Y así fue como a principios de julio, con la sensación de haber acabado una etapa de mi vida, volví a tomar el tren en la misma estación a la que había llegado nueve meses antes y partí de nuevo hacia el Norte a la sombra de mis padres y de mi familia. No podía hacer otra cosa, ya que, aunque María Luisa se quedaba en Barcelona todavía unos días, yo no tenía ni trabajo, ni ganas de buscarlo, para haber seguido a su lado. La idea de que había fracasado me perseguía y por primera vez en muchos años, tuve miedo a no saber salir yo solo adelante. En la huida me llevaba el recuerdo de aquella mujer y un beso de despedida que había quedado inmortalizado en la tira de fotos que nos habíamos hecho juntos en la máquina del fotomatón de la estación.
Desde la ventanilla le dije adiós hasta que la perdí de vista. No sé si llegué a llorar, pero estuve triste y cabizbajo durante todo el viaje.
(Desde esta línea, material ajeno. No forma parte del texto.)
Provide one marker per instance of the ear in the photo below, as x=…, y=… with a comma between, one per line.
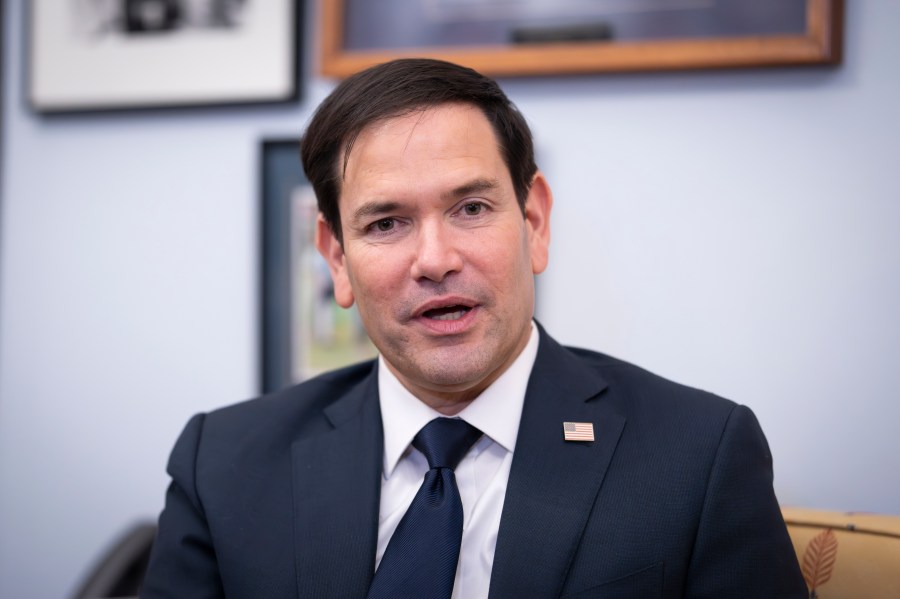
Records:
x=331, y=250
x=537, y=221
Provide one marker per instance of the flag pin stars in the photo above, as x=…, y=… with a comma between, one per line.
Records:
x=578, y=431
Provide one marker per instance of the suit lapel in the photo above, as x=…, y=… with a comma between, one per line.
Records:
x=552, y=483
x=337, y=488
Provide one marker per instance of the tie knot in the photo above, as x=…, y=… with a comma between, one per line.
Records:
x=445, y=441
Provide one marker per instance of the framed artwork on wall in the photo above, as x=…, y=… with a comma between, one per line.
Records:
x=540, y=37
x=303, y=331
x=90, y=55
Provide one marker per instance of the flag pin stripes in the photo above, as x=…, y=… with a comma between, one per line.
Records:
x=578, y=431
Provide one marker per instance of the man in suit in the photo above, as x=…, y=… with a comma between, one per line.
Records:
x=434, y=220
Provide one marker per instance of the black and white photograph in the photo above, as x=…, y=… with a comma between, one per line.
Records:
x=117, y=54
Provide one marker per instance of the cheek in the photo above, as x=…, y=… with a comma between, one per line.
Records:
x=375, y=279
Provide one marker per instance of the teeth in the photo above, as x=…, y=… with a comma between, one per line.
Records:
x=449, y=316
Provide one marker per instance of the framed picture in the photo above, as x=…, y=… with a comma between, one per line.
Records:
x=537, y=37
x=89, y=55
x=304, y=332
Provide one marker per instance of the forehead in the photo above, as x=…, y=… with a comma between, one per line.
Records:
x=430, y=143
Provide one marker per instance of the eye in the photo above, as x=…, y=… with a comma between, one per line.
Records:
x=473, y=208
x=383, y=225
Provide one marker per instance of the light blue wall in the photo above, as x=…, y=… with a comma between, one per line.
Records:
x=736, y=231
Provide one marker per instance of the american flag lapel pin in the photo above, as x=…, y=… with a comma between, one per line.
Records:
x=578, y=431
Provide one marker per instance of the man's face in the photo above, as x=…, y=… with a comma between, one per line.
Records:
x=436, y=252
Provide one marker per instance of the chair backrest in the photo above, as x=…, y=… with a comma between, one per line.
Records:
x=846, y=555
x=120, y=571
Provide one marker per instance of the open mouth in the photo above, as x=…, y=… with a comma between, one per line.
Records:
x=454, y=312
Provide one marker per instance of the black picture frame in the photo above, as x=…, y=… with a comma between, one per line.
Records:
x=187, y=62
x=303, y=332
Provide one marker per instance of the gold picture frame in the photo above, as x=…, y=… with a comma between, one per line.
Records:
x=820, y=43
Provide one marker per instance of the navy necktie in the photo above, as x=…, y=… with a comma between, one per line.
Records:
x=421, y=557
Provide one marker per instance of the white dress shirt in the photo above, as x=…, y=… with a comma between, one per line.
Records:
x=481, y=475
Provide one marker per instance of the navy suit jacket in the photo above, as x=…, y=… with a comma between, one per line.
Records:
x=278, y=496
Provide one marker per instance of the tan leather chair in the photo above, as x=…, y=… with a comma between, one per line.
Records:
x=846, y=555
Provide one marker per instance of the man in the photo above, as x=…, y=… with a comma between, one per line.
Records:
x=434, y=220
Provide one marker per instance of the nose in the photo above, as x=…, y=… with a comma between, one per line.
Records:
x=437, y=254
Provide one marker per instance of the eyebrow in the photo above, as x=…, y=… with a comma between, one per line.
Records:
x=374, y=209
x=370, y=209
x=472, y=187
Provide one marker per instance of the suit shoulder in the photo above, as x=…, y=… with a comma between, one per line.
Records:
x=643, y=388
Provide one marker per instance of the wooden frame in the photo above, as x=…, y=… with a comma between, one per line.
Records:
x=820, y=44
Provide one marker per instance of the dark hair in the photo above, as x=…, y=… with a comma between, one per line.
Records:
x=395, y=89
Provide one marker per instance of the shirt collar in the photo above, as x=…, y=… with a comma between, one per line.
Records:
x=496, y=412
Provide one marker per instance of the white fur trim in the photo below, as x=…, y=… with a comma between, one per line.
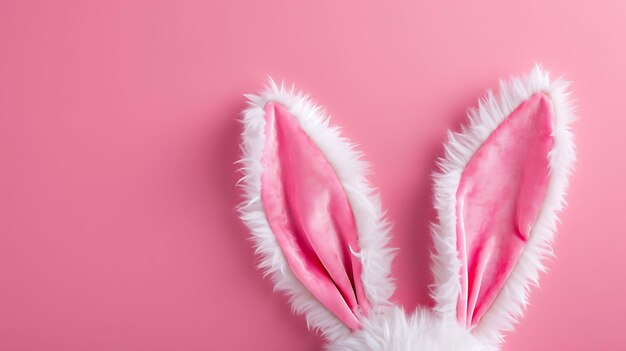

Durante un tiempo no les comenté nada a mis padres sobre mi futuro. Era algo que guardaba para mí solo y prefería no dar un disgusto a mi madre que siempre había soñado con que sus hijos se hicieran sacerdotes. Era una católica convencida, aunque no entendiera nada, y representaba la mayor ilusión del mundo ver a sus hijos al servicio de Dios.
Así fue como pasé los primeros días zanganeando y pensando lo menos posible en mi futuro. Para ello traté de buscar trabajo y no tardé en dar con un taller de chapistería donde podría poner a prueba mis conocimientos. Sin embargo, una cosa es la teoría y otra, la practica. Y cuando me tuve que enfrentar a la chapa abollada del techo de un seiscientos para hacer una ventosa, me rajé y dije que me iba, que no quería el trabajo. Me había entrado un miedo tremendo a hacer un agujero en la chapa, ya que la prueba se las traía, y con ello hacer el ridículo. Otra vez salía mi falta de seguridad.
En casa me excusé diciendo que no me habían contratado porque ya habían cogido a otro, pero solo era una excusa, una vulgar mentira. Por suerte, pronto me salió otro trabajo y no tenía que demostrar a nadie si sabía soldar o no. Se trataba de montar sistemas de aire acondicionada en una gran fábrica de neumáticos. Allí tan solo tenía que hacer de ayudante y muchacho de los recados de un oficial que era el único empleado que había trabajando. Me resultó sumamente fácil y cómodo y además, me lo pasaba muy bien, pues el oficial era una persona agradable y simpática que se pasaba la mayor parte del tiempo contando chistes. Era un gaditano con gracia y salero y hacía que las horas corrieran divertidas a su lado.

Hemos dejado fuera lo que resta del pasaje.